**Rik Mylewski**, The Register, AMD’s ‘Revolution; will be televised … if its CPU-GPU frankenchip Kaveri is a hit, here. Need some FP juice.

AMD has released its long-awaited Kaveri processor, the first accelerated processing unit (APU) to incorporate both on-die CPU and GPU cores in a heterogeneous system architecture (HSA) with a shared memory architecture.

In order to simulate the entire balance sheet of a large bank it appears that you need about one second of execution time on a Haswell core to get the Net Interest Margin at the end of year 1. If you then want to run a 10K path monte carlo simulation of the balance sheet to get the expected Net Interest Margin at the end of year one – you need 10K seconds on that Haswell core, or you start to parallelize. Let’s just hold the parallelization for bit until we exhaust all the sources of sub 10 picosecond (on average) FP arithmetic on core. We can always parallelize later, but if you don’t catch that sub 10 picosecond arithmetic, it’s gone forever. Living in the Golden Age of FP computing I am now getting two FMA units issuing on each 3GHz clock cycle. That’s nice but is there more FP execution available on chip before I wander off into parallelization. With Kaveri apparently someone will give me an on chip GPU. I guess what I would like is to put the accrual portfolio balance/cashflow generation in the FMA units and the 10K monte carlo in the GPU, all on chip. Then I can use 100k of these chips to implement the quasi Newton NLP for the risk adjusted optimal Net Interest Margin.

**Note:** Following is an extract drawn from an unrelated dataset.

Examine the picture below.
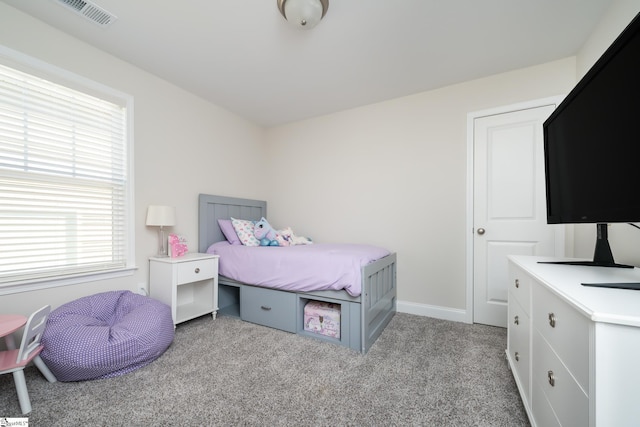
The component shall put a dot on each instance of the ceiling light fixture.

As it stands, assuming 2K microprocessors for $1 million and I have a 24 hour budget to find the Optimized Net Interest Margin, then each NonLinear Programming (NLP) function evaluation costs between $10 and $100 . That means I need a machine that costs $10 to $100 billion dollars to get the optimal Net Interest Margin, if NLP execution time constants are close to one (and everything scales nicely). Since the whole NIM Optimization market is projected to be like $100 billion a year, I am going to need some improvements to get to breakeven on the hardware costs, right? Let’s say over the next 5 years the FMAs somehow get me 32x vectorized FP execution performance. That gets my NLP function evaluation cost to, call it between 30 cents to $3. If I could offload the monte carlo on to the on GPU and get 10x my NLP function evaluation cost is down to between 3 cents and 30cents. That is better, the machine I need would then be low end $3 million and I have not had to do anything smart algorithmically.

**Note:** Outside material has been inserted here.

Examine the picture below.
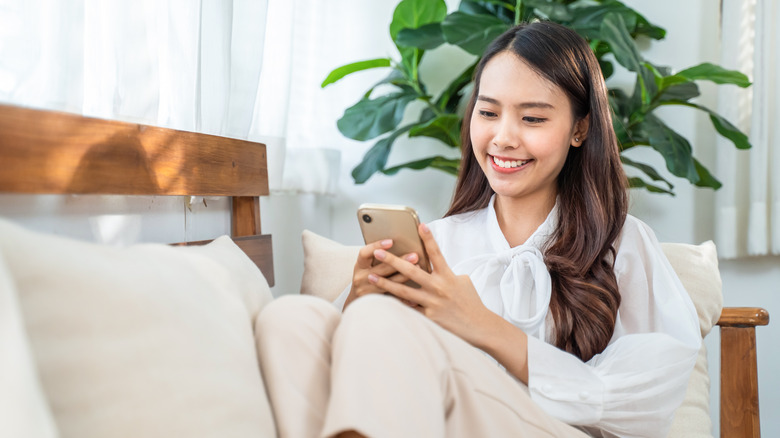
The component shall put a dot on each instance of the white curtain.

Next go talk with Nemirovsky, Ruszcznski, or Bertsekas and find out how to get a competitive parallel NLP solver for Net Interest Margin Optimization. Looking for something like that parallel Nelder-Mead optimizer. If anyone has any ideas about parallel NLP there is a non-trivial bucket of money here, just take a second to think about it. US Bank balance sheets hold something like $15 trillion of assets at a 30 year low 300 basis points of decidedly unoptimized Net Interest Margin. Bunch of folks driving rockets with joysticks.